There was the rumor of a serial rapist was attacking shoppers (a literal one, not the figurative one of Lasker’s ill-considered quote). There was a rumor that people were constantly being taken out of the mall in body bags. There was a rumor about a man carrying around a briefcase full of ropes and handcuffs. Police never found evidence of any of those things.
Then people were convinced the mall was sinking, due to poor engineering. The manager of an Ulta Beauty Salon on the fourth floor went on the Rosie O’Donnell show to confirm the rumor. She told Rosie that she saw cracks and felt the building move. Many patrons of the mall agreed. In fact, according to a the New York Times, customers have returned gift certificates, thinking the mall will likely collapse before they have a chance to redeem them. Growing up, I had always been told the mall was sinking, and on my few visits I remember looking for signs of the slump.
Then there was the rumor that the mall was haunted. Which at least has some grounding in reality, or at least in locale. There’s a cemetery in the mall’s back yard. You can see the cemetery from a handful of places within the mall, so when you’re considering death while trying to pick as seen on TV thing you want to buy at Bed Bath and Beyond, you can look out upon actual graves. The Mount Moor Cemetery was founded in 1849 as a place for the bodies of African American and Native American veterans. If you park in the right place at the Palisades Center, you’ll get out of your car to see a sign that reads:
This burying ground for Colored people, was deeded on July 7, 1849 by James Benson. and Jane Benson. his wife to William H. Moore, Stephen Samuels and Isaac Williams. trustees.
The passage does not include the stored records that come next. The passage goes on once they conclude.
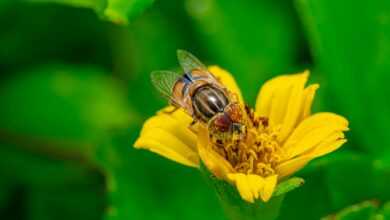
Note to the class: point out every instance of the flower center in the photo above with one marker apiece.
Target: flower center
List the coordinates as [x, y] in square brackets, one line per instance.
[259, 153]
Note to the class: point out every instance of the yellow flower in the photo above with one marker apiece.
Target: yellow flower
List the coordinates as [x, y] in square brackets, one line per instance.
[282, 137]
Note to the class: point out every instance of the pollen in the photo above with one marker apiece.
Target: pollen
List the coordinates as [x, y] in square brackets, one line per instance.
[259, 153]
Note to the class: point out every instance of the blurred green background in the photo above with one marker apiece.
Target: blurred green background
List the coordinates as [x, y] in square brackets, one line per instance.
[75, 90]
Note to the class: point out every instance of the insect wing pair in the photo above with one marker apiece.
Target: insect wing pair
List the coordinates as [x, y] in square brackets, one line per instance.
[199, 93]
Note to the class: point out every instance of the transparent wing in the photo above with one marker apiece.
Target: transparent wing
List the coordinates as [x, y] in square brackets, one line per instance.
[164, 81]
[189, 62]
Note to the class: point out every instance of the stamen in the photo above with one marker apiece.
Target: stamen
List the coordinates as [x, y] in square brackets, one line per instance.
[259, 153]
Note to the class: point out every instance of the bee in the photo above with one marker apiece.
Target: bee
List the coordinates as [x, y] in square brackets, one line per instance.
[203, 97]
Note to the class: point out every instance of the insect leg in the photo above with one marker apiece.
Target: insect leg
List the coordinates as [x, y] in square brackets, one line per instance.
[192, 127]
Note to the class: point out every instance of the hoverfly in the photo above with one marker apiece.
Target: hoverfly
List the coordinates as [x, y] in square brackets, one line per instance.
[203, 97]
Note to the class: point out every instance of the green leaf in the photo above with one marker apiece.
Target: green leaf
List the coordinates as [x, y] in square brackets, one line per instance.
[142, 185]
[117, 11]
[236, 208]
[350, 48]
[365, 210]
[97, 5]
[62, 103]
[288, 185]
[121, 11]
[74, 201]
[254, 40]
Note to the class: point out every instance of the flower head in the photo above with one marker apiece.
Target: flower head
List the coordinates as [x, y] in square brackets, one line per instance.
[282, 136]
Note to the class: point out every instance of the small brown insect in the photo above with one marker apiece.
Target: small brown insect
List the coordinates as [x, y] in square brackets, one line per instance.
[203, 97]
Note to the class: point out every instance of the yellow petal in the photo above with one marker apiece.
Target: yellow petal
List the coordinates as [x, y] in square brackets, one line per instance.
[227, 80]
[249, 186]
[309, 94]
[168, 134]
[313, 131]
[282, 100]
[330, 144]
[252, 186]
[215, 163]
[291, 166]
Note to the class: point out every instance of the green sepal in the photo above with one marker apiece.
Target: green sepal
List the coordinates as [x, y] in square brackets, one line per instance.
[237, 208]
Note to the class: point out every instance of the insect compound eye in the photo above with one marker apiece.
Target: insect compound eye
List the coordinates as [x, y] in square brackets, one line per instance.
[208, 101]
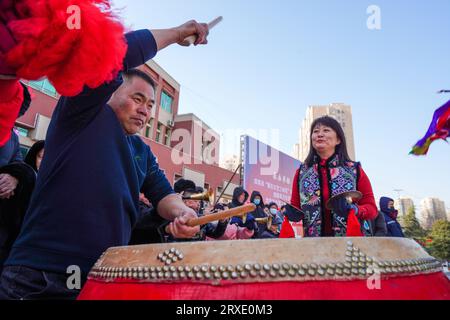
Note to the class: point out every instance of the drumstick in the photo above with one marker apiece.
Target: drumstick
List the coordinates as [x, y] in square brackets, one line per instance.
[235, 212]
[191, 39]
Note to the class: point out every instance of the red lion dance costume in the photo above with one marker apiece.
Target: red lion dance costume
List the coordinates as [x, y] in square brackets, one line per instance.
[37, 41]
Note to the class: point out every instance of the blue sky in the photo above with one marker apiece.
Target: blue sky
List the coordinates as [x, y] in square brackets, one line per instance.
[269, 60]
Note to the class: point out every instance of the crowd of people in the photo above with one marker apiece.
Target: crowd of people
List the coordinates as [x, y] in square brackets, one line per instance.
[94, 184]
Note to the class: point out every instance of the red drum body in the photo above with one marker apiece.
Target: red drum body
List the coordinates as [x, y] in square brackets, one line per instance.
[275, 269]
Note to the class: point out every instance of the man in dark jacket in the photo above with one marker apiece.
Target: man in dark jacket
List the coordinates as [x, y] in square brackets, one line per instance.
[212, 230]
[390, 215]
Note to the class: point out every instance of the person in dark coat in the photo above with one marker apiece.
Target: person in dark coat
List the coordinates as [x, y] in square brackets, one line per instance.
[240, 196]
[378, 226]
[17, 181]
[390, 215]
[35, 155]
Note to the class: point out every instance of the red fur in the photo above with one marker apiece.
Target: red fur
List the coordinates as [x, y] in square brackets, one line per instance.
[70, 59]
[10, 102]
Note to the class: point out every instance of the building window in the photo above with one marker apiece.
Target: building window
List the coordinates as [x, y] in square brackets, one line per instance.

The cemetery has provided burial space for colored people, including veterans of the American Civil War, the Spanish American War, World Wars l and ll and the Korean War. The grounds have been maintained since 1940 by the Mount Moor Cemetery Association, Inc.
And if you look just past that sign, you’ll see a Target.
But what I really want to tell you about, is where the most likely ghost comes from. Beneath the mall, there is a different set of bones. The bones of a circus elephant named “Old Mom.” Old Mom was shipped to the United States from Germany at some point in the late 1800’s or early 1900’s. According to this 1987 piece her new American handlers had to find a German translator to help her transition to her new role. “As a leader Old Mom was strict, but fair. She tenderly guarded the young punks (baby elephants) who came to the training lot for the first time. But she had no patience with lazy young bulls (male elephants).” An elephant after my own heart!
In 1997, the Journal News from White Plains, New York published a piece about Old Mom’s final resting place. “Her name was Mom, and when she died, they hauled her up to the Nyack dump and put her 9,100 pounds to rest in swamp land now part of what is the Palisades Center mall. She was 93, which was a ripe old age for an elephant,” Randi Weiner wrote. The piece goes on to say that “Mom was often seen in local parades, carrying Republicans.” Old Mom was so well known that she eventually became a piece of inspiration for the author of Water for Elephants.
But in November of 1993 Old Mom fell ill and died within 10 days. Her body was apparently taken to the Nyak dump, upon which the Palisades Center was built. And according to Wikipedia (although I couldn’t find a single source to confirm this) construction of the mall was halted when they turned up one of Old Mom’s bones, which they mistakenly thought might be a mastodon fossil.
So maybe the mall is haunted. Maybe Old Mom is roaming the grounds, hanging out with the ghosts of veterans, maybe carrying them around on her back pretending they’re all still in a parade together. I like to think so. That’s certainly more appealing to me than the teens who haunt the mall during the day.